FlashX/igraph DWI Big-graph Comparison

In this notebook, we will use a miniature example to demonstrate the usage of FlashX for large network analysis.

Data

We will use a heavily downsampled dataset, which consists of the BNU1 dataset collected as part of the CoRR initiative. We partition the 100+ scans into the first 8 scans, consisting of 2 observations of 4 subjects. The scans were then downsampled to 4mm resolution and only the first 15 diffusion angles were considered to reduce the computational requirements, and processing time, necessary for this notebook.

Processing

The data are processed using the ndmg pipeline, a pipeline that takes raw Multi-Modal-Magnetic Resonance Images (M3R) and translates them into structural connectomes. Diffusion imaging essentially looks at the paths that water can take through the brain by varying the angle and intensity at which the scanner collects data (referred to as the diffusion angle bvector and diffusion intensity bvalue respectively).

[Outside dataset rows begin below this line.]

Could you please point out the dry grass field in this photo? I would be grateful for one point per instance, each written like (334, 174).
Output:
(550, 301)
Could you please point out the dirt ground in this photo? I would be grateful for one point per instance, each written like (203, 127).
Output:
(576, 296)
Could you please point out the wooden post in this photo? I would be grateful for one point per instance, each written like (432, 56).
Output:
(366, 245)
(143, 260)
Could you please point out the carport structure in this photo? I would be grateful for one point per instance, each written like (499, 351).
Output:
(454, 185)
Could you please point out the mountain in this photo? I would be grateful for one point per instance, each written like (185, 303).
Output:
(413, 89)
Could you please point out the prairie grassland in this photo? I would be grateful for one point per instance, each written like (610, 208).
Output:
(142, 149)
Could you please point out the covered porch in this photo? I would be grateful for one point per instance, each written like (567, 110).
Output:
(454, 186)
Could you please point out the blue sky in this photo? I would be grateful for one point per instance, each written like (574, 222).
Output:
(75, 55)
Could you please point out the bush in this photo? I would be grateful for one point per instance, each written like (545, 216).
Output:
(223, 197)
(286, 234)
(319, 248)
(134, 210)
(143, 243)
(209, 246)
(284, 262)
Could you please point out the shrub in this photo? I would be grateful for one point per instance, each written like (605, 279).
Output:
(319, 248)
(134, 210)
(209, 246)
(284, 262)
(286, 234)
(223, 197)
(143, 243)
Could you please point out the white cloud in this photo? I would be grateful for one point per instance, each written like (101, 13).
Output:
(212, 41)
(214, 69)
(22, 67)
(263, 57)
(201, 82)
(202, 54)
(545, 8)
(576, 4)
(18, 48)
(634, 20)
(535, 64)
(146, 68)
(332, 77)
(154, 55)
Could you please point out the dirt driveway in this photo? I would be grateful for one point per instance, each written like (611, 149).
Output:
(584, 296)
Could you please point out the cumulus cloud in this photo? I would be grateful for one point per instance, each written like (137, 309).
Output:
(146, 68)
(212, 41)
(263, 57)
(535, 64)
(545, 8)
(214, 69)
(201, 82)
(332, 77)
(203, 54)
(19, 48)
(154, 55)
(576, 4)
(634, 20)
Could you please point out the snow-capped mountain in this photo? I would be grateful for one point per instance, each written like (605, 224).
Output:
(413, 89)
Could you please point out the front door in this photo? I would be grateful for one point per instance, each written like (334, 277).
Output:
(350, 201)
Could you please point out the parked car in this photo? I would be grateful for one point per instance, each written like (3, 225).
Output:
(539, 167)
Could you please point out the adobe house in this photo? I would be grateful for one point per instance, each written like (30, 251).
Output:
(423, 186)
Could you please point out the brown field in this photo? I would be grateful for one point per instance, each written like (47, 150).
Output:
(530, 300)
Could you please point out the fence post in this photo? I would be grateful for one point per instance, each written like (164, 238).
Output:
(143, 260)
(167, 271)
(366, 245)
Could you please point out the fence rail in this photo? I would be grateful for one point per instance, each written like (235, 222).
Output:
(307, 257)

Using this imaging technique, big structural connectomes are estimated as follows:

1) Registration: during the registration step, we reduce spatial noise present between scans. Spatial noise includes things such as head-motion, where a subject moves their head in between sessions, introducing small deviations in terms of head position that must be accounted for between each different diffusion angle. Also, the difference in subject head shape must be accounted for. We linearly transform the head shapes of the individual subjects to anatomical templates, which are essentially the average brain of the population, to allow for spatial comparisons downstream of subjects.

2) Tensor estimation: during the tensor estimation step, we estimate the the gradients which the water molecules are able to travel through the brain.

3) Tractography: during the tractography step, we estimate the physical paths water molecules take through the brain, forming what are referred to as "fiber streamlines", which essentially are just the collection of voxels in the brain that an individual fiber are incident to.

4) Graph estimation: using the fiber maps, we trace each individual fiber streamline for incident voxels in the brain. We take all possible combinations of voxels the fiber is incident to (since this means that there exists a path, the fiber itself, that molecules could take from one voxel in the fiber to the next) and define these voxels as structurally connected by incrementing the edge weight between these two voxels. Our graph vertices are defined as the set of all voxels that are adjacent to at least one fiber.

more details can be found in our in-progress manuscript.

Analysis

Using these graphs we have estimated, it is of particular interest for modern neuroscientists to perform graph-based statistical analyses. Neuroscientists believe that these graphs, or connectomes, may hold properties that differ by biological phenotypes, such as levels of intelligence, neurological illnesses, and many other neurologically significant properties. Unfortunately, these big-graphs we have described are incredibly large; they are on the order of about 1 million voxels in a typical brain at 1mm resolution. Up until this point, neuroscientists combatted this problem by reducing the size of the graphs, by essentially combining voxels that are spatially local using parcellation atlases, which essentially tell scientists what region of the brain a given voxel is part of. However, by leveraging FlashX, we show that this problem is no longer a barrier for large brain analytics.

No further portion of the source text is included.